Wie das Statistische Landesamt Sachsen-Anhalt weiter mitteilt, haben sich die gemeldeten Fälle auch im Vergleich zum Vorjahr mehr als halbiert (April 2019: 33 Fälle).

Insgesamt mussten 2020 die zuständigen Jugendämter in Sachsen-Anhalt 4 708 Gefährdungseinschätzungen durchführen – das war ein Anstieg von fast 30 % gegenüber 2019 (3 624 Überprüfungen). In 1 584 Fällen äußerte sich der Verdacht als unbegründet. Die übrigen 3 124 Gefährdungseinschätzungen mussten als Kinderschutzfälle eingeordnet werden. Das heißt, es bestand wenigstens Hilfs- oder Unterstützungsbedarf in den Familien (59,2 %), wenn nicht gar eine akute oder latente Kindeswohlgefährdung (latent: 17,6 %, akut: 23,2 %).

Von den insgesamt 4 708 Gefährdungseinschätzungen kamen 489 Hinweise von Kindertagesstätten und Schulen. Das ist ein Anteil von 10,4 % unter allen Hinweisgebenden und ein Anstieg von 45 Meldungen gegenüber 2019. Zwar konnte 2020 ein Zuwachs gegenüber dem Vorjahr registriert werden, allerdings entsprach dieser nur einem Drittel des durchschnittlichen Anstiegs insgesamt im Jahr 2020 von 29,9 %. Ausschlaggebend scheint der starke Melderückgang im Frühjahr 2020 zu sein. Im April 2020 machten Kindertageseinrichtungen und Schulen lediglich einen Anteil von 4,9 % unter den Hinweisgebenden aus. Schul- und Kitaschließungen verbargen während des Corona-Lockdown möglicherweise Kinderschutzfälle, die üblicherweise in den Einrichtungen aufgedeckt werden wären.

Es gab Unterschiede im Jahresverlauf zwischen Kindertagesstätten und Schulen. Während die Anzahl der Meldungen von Kindeswohlgefährdungen aus Kindertagesstätten bereits im Mai 2020 das Vorjahresniveau erreichte (12 Fälle), verzögerte es sich bei den Schulen um einen weiteren Monat (Juni 2020: 25 Fälle). Ab Juli 2020 – mit Ausnahme von der Ferienzeit im August – überstiegen die Verdachtsfälle wiederum das Vorjahr deutlich (+38,6 %). Auch in den Kindertagesstätten lag die 2. Jahreshälfte 2020 durchschnittlich über den Meldungen aus dem Vorjahr (+20,0 %), allerdings weniger deutlich als bei den Schulen.

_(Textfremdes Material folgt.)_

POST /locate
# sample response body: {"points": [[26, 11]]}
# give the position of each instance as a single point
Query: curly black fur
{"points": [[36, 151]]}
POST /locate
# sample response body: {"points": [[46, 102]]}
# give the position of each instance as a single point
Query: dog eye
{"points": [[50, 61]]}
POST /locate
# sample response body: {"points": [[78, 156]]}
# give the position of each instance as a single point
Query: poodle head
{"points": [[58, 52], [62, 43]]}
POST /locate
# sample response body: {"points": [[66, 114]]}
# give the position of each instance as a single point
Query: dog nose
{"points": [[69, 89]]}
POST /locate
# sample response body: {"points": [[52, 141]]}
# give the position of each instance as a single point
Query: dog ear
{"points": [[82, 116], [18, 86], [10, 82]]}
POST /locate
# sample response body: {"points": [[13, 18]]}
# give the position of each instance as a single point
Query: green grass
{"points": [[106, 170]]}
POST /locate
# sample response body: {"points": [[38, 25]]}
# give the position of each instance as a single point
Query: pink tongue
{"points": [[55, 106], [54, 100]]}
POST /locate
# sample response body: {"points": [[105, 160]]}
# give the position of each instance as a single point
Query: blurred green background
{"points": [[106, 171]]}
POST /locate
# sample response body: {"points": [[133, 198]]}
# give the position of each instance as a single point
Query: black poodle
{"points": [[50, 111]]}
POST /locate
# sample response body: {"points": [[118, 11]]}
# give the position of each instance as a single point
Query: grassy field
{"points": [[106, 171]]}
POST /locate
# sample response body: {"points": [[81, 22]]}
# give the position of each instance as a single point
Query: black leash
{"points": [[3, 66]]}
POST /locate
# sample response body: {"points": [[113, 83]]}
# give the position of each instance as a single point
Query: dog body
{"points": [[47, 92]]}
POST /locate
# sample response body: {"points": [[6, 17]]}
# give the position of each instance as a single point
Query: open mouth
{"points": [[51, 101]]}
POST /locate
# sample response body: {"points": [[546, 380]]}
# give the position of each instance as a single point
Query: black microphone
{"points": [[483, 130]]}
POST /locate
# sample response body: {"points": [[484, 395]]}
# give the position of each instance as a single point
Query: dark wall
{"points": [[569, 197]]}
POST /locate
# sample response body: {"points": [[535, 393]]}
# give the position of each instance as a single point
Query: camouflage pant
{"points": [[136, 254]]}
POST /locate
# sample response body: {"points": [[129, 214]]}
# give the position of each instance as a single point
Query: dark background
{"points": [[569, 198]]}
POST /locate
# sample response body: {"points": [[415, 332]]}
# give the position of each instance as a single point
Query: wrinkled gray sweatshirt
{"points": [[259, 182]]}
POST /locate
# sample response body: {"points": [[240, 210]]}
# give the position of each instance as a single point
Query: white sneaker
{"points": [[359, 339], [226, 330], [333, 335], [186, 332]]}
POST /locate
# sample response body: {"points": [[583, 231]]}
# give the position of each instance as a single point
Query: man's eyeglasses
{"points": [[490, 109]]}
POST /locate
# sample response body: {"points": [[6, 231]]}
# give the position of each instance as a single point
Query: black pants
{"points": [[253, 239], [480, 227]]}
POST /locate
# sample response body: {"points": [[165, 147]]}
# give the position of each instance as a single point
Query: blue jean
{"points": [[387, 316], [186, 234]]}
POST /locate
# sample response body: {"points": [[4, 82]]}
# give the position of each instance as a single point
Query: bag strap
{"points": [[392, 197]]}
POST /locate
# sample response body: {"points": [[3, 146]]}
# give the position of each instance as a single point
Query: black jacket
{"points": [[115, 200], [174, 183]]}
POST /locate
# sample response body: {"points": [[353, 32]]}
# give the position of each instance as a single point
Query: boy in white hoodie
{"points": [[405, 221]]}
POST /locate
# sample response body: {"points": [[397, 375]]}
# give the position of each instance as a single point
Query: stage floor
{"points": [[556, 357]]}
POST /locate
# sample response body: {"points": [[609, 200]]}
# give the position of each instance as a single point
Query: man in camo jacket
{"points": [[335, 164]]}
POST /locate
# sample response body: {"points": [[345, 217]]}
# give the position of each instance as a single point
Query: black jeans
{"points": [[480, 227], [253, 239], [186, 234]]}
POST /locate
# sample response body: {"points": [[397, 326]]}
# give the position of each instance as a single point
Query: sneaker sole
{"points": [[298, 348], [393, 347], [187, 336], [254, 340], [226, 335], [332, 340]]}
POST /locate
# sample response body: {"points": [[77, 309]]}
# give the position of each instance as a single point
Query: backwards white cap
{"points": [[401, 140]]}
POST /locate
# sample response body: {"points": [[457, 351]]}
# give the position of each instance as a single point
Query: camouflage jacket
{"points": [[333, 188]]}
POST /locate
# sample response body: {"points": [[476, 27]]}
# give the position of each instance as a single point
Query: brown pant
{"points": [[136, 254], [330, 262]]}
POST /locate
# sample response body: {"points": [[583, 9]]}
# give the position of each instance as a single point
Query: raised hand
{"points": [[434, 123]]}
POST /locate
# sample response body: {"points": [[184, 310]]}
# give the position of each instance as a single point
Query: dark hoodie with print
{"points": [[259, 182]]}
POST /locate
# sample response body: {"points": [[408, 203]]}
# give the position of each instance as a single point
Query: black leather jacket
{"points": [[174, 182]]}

Auch bei anderen Hinweisgebenden gab es starke Schwankungen im Frühjahr 2020. Zum 1. Corona-Lockdown im April 2020 waren die Fallzahlen der Gefährdungseinschätzungen bei den meisten meldenden Stellen rückläufig gegenüber dem Vormonat. Kindertageseinrichtungen und Schulen erlebten den stärksten Rückgang (-35 Fälle), gefolgt von Nachbarn und Verwandten (-21 Fälle) sowie Polizei, Gericht und Staatsanwaltschaft (-12 Fälle). Insgesamt ging die Anzahl der Gefährdungseinschätzungen von März zu April 2020 um 21,5 % zurück.

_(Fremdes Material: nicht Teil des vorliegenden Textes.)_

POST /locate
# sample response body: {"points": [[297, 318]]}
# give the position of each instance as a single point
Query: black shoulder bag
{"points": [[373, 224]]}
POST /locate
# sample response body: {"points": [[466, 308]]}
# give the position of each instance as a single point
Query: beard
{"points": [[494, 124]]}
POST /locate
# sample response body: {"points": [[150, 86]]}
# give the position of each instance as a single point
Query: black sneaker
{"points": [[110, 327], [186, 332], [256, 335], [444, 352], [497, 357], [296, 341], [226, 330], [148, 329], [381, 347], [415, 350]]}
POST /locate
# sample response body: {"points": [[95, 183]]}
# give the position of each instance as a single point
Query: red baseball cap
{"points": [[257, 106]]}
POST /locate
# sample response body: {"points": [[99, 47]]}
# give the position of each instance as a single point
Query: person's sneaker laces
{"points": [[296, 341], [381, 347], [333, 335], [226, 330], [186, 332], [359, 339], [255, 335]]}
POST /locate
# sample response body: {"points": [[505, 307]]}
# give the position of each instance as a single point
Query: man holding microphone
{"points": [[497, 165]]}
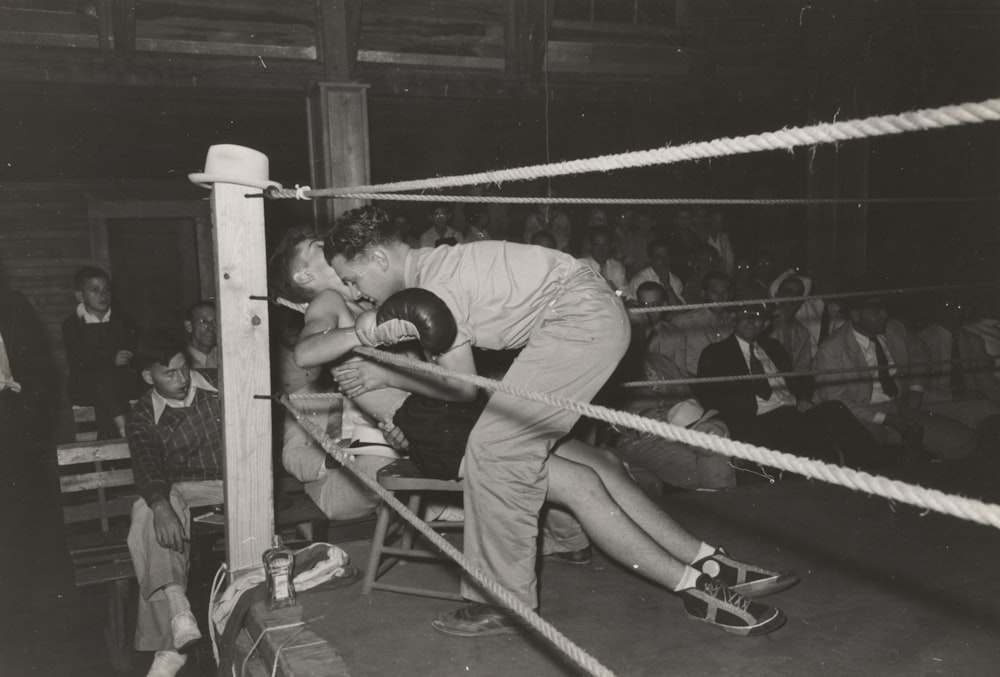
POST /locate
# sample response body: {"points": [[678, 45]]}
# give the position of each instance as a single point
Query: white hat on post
{"points": [[229, 163]]}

Ein Anstieg der Meldungen wurde im April 2020 lediglich bei Einrichtungen und Diensten der Kinder- und Jugendhilfe (+15 Fälle) sowie betroffenen Familien selbst erfasst (+7 Fälle). In den Familien meldeten Elternteile oder Personensorgeberechtige den Verdachtsfall (April 2020: 22 Fälle) und auch Minderjährige selbst ergriffen die Initiative und informierten das zuständige Jugendamt (9 Fälle). Durch Hinweise von Nachbarn und Verwandten wurden erst ab dem darauffolgenden Monat mehr Gefährdungseinschätzungen durchgeführt als zu Beginn des Jahres (Mai 2020: 145 Fälle). Im Juli 2020 erreichten diese ihren Höhepunkt mit 219 gemeldeten Verdachtsfällen. Auch in der Gesamtjahresbilanz meldeten Nachbarn und Verwandte 2020 mit 1 808 Gefährdungseinschätzungen die meisten Fälle. Das ist ein Anteil von 38,4 % unter allen Hinweisgebenden und ein Anstieg von 40,4 % gegenüber 2019.

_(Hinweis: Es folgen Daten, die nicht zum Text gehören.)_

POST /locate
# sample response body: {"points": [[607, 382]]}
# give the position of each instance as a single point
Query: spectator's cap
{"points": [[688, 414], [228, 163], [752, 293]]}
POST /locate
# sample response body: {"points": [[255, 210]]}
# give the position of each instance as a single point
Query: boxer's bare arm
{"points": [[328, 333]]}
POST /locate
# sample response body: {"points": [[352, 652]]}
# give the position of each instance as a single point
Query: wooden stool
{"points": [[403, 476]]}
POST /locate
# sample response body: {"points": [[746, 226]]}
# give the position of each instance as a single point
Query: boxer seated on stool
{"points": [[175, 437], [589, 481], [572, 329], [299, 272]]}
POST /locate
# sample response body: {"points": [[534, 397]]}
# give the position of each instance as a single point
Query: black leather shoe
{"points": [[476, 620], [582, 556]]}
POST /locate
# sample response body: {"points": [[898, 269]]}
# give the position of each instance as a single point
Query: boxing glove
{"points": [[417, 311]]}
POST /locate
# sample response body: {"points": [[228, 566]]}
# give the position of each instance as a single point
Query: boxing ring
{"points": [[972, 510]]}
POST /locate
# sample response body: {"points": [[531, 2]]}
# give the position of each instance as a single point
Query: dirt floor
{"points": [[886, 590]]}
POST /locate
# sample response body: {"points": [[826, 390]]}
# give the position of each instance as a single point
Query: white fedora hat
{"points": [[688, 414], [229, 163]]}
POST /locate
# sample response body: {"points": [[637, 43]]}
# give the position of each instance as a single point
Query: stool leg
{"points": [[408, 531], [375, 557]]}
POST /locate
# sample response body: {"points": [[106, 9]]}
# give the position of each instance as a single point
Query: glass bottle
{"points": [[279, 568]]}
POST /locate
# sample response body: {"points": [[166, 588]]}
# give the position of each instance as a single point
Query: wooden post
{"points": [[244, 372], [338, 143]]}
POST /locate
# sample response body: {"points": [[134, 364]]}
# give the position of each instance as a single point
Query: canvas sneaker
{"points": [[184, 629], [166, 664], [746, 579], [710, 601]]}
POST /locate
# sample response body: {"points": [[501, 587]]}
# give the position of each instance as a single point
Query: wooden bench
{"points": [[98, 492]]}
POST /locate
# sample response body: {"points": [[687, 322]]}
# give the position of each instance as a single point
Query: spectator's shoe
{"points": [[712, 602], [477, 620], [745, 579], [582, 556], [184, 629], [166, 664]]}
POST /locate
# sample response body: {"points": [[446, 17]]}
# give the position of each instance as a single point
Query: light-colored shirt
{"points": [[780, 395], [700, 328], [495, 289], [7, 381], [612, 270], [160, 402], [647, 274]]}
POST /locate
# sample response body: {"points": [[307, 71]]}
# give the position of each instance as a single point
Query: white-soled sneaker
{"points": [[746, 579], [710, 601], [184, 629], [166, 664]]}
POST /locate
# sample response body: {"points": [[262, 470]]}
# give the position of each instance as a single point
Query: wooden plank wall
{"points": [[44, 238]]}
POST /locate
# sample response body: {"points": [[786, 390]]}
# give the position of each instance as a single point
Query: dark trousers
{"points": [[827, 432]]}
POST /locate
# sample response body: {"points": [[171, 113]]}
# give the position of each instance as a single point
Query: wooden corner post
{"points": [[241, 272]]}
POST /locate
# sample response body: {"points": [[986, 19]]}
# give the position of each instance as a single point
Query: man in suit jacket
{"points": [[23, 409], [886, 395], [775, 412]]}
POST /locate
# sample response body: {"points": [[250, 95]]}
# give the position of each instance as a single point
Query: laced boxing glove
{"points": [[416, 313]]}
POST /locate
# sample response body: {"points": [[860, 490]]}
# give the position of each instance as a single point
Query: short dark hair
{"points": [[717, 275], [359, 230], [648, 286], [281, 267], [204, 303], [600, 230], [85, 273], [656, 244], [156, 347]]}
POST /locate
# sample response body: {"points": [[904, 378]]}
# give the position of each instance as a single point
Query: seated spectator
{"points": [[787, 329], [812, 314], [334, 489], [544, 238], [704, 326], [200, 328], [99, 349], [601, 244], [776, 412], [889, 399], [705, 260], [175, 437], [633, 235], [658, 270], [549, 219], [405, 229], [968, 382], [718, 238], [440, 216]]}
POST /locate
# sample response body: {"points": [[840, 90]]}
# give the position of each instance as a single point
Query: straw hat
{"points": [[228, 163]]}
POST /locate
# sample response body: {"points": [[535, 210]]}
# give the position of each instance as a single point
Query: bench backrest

Als Gefährdungseinschätzungen oder Fälle von Kindeswohlgefährdung werden alle erfassten Eingänge bei den zuständigen Jugendämtern gezählt – ungeachtet dessen, ob wirklich eine Kindeswohlgefährdung vorlag. „Kinderschutzfälle“ beziffern wiederum nur die Untersuchungen, bei denen eine akute oder latente Kindeswohlgefährdung festgestellt wurde bzw. Hilfs- und Unterstützungsbedarf in den Familien bestand.